Ted Strickland made the right decision in passing on the race for governor next year. A rematch with John Kasich would likely have involved too much rehashing of the past, Strickland having narrowly lost the office two years ago. Ohio would benefit from a campaign that looks forward, something Democrats would do well to keep in mind as they search for a candidate and play the role of opposition at the Statehouse.
No doubt, Strickland moved the state ahead as governor, most notably, in constructing a promising framework for funding public schools and in elevating higher education, bringing additional resources and focus to the mission. He steered the state through the harsh recession, making hard choices yet protecting leading priorities.

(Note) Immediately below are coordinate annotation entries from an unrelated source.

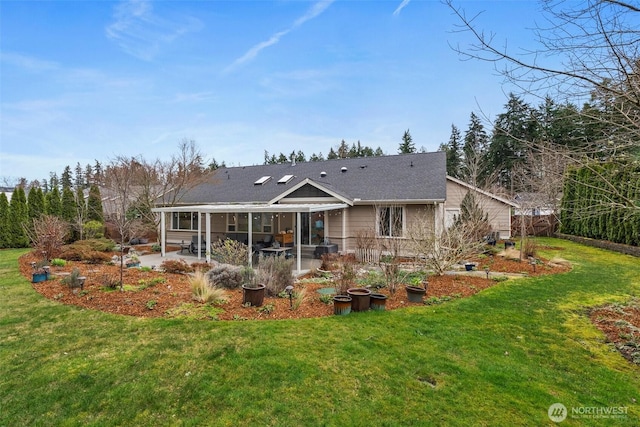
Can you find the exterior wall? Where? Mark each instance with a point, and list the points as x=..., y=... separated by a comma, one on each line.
x=499, y=213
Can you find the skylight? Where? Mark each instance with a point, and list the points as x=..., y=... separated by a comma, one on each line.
x=262, y=180
x=285, y=179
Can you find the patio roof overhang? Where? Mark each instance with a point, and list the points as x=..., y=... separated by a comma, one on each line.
x=255, y=208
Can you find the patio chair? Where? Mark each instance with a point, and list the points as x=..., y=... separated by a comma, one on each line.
x=194, y=245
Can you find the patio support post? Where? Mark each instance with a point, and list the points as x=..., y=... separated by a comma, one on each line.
x=163, y=234
x=208, y=236
x=298, y=242
x=250, y=239
x=199, y=235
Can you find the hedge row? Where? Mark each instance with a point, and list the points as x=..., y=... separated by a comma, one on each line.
x=603, y=202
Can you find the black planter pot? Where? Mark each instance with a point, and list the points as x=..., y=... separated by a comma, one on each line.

Many Democrats see a ripe opportunity for regaining the governor’s office. They point to the polls showing Kasich with an approval rating in the low 40s, and similar numbers concerning his re-election. Listen to State Rep. Chris Redfern, the Ohio Democratic Party chairman, and the flavor of the party message is hard to miss, jabbing Kasich for an “anti-worker, anti-woman agenda that has unfairly skyrocketed local taxes.”
Democrats did rally in the wake of the Republican debacle involving Senate Bill 5, the governor’s fingerprints all over misguided rewriting of the state collective bargaining law. The concept of going too far applies to Republican efforts to limit abortion rights. A vigorous argument should be held about investing adequately in public education, which has suffered under the governor.

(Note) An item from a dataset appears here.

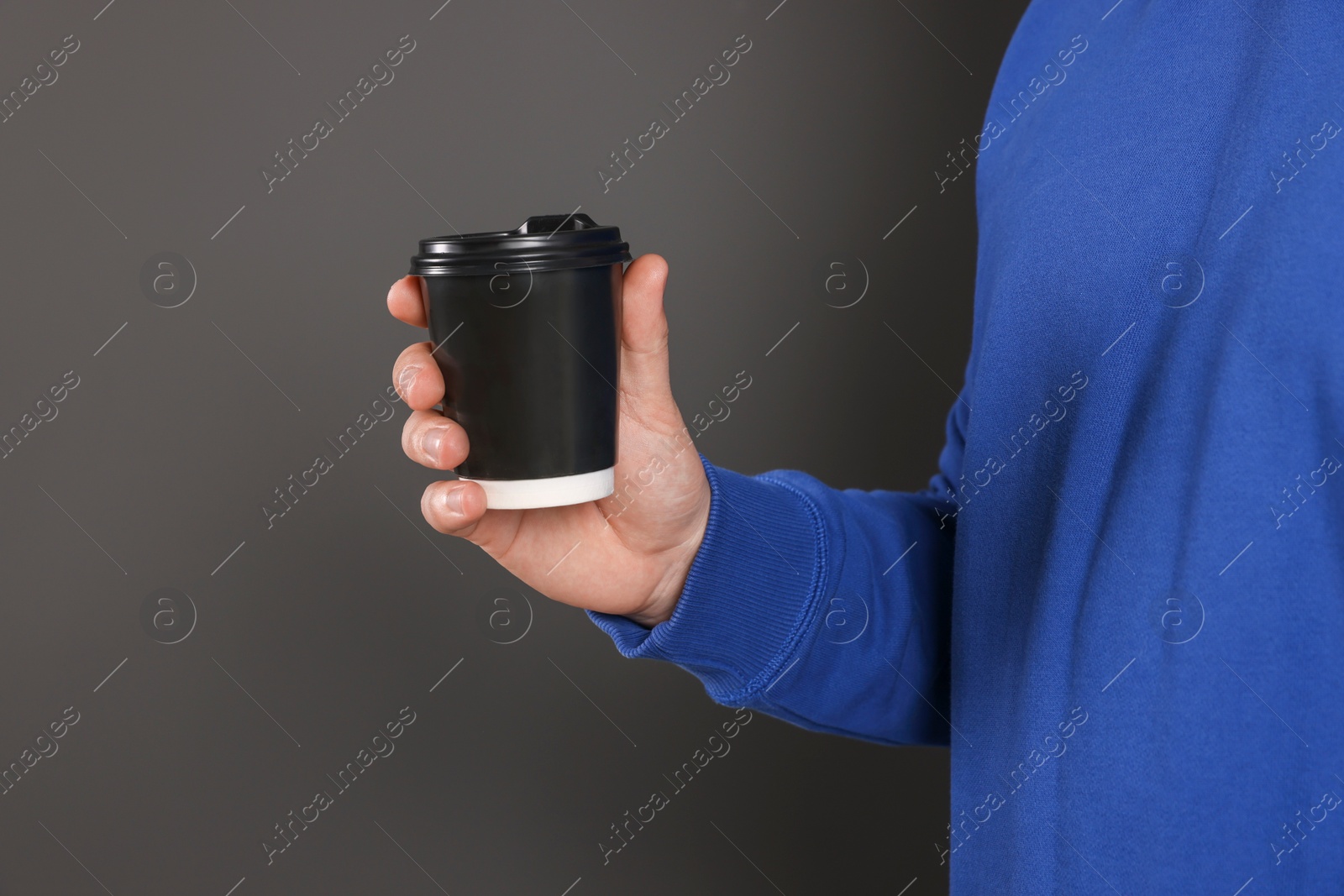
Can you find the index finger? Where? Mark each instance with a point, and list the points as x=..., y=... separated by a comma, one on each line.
x=405, y=301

Yet Democrats fool themselves if they think a successful race for governor need only be a referendum on John Kasich. The governor is a bundle of ideas, some flawed, others not. It will require competing and sound ideas, effectively articulated, to mount a strong challenge to a second term.
Unfortunately, that kind of alternative voice has been missing at the Statehouse. To be sure, Democrats lack numbers in the legislature. Redfern knows how to snap towels. State Sen. Nina Turner does outrage. State Sen. Tom Sawyer, among others, works well with Republicans to improve legislation. What is the Democratic vision for the state? Concerning education? Cities? The state economy and job creation? Hard to tell.

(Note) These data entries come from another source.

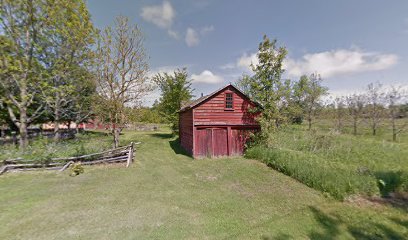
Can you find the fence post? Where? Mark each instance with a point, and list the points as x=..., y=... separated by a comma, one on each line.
x=130, y=156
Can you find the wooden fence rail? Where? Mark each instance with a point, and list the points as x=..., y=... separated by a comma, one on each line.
x=121, y=154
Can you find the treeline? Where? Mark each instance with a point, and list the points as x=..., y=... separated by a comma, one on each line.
x=57, y=67
x=285, y=101
x=46, y=62
x=376, y=106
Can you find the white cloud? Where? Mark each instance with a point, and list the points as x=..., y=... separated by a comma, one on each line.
x=228, y=66
x=160, y=15
x=246, y=60
x=207, y=29
x=207, y=77
x=328, y=63
x=192, y=37
x=340, y=62
x=173, y=34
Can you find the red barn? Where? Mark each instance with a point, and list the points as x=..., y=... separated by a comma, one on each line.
x=217, y=124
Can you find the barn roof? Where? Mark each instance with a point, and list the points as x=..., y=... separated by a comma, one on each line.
x=196, y=102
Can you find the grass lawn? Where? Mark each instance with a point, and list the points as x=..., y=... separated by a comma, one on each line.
x=168, y=195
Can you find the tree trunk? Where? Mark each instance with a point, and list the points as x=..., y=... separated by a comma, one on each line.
x=23, y=128
x=116, y=132
x=394, y=128
x=355, y=126
x=56, y=120
x=374, y=129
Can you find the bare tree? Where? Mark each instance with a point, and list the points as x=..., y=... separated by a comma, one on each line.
x=355, y=106
x=121, y=72
x=394, y=97
x=375, y=97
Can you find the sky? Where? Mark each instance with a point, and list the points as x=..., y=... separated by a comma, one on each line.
x=350, y=43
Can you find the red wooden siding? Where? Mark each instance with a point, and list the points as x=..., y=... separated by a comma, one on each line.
x=210, y=128
x=186, y=130
x=213, y=112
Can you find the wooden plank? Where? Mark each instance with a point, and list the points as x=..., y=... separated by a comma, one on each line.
x=130, y=155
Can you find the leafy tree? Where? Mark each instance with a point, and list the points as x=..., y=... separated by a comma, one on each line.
x=121, y=73
x=393, y=98
x=67, y=57
x=243, y=84
x=268, y=88
x=175, y=89
x=339, y=112
x=307, y=93
x=23, y=26
x=375, y=97
x=355, y=105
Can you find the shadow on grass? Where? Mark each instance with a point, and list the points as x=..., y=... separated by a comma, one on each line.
x=163, y=135
x=95, y=133
x=331, y=224
x=175, y=145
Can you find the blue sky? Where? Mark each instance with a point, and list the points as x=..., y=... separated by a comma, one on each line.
x=350, y=43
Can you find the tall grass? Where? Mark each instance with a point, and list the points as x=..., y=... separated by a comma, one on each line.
x=336, y=164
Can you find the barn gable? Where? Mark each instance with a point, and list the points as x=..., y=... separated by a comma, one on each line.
x=217, y=124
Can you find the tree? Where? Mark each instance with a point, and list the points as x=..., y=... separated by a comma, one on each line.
x=243, y=84
x=121, y=72
x=268, y=88
x=175, y=89
x=339, y=112
x=68, y=55
x=23, y=26
x=307, y=93
x=375, y=97
x=393, y=98
x=355, y=105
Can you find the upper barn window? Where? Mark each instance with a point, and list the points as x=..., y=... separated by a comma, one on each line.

Of late, many Democrats have recalled the election of Richard Celeste three decades ago. Whatever the troubles of his administration, he was a governor of big ideas, passionate about modernizing and advancing Ohio. He is worth keeping in mind as Ed FitzGerald, the Cuyahoga County executive, U.S. Rep. Tim Ryan, Richard Cordray, Betty Sutton and others weigh a run for governor. Will the Democratic candidate offer something fresh and decisive in seeking the votes of Ohioans?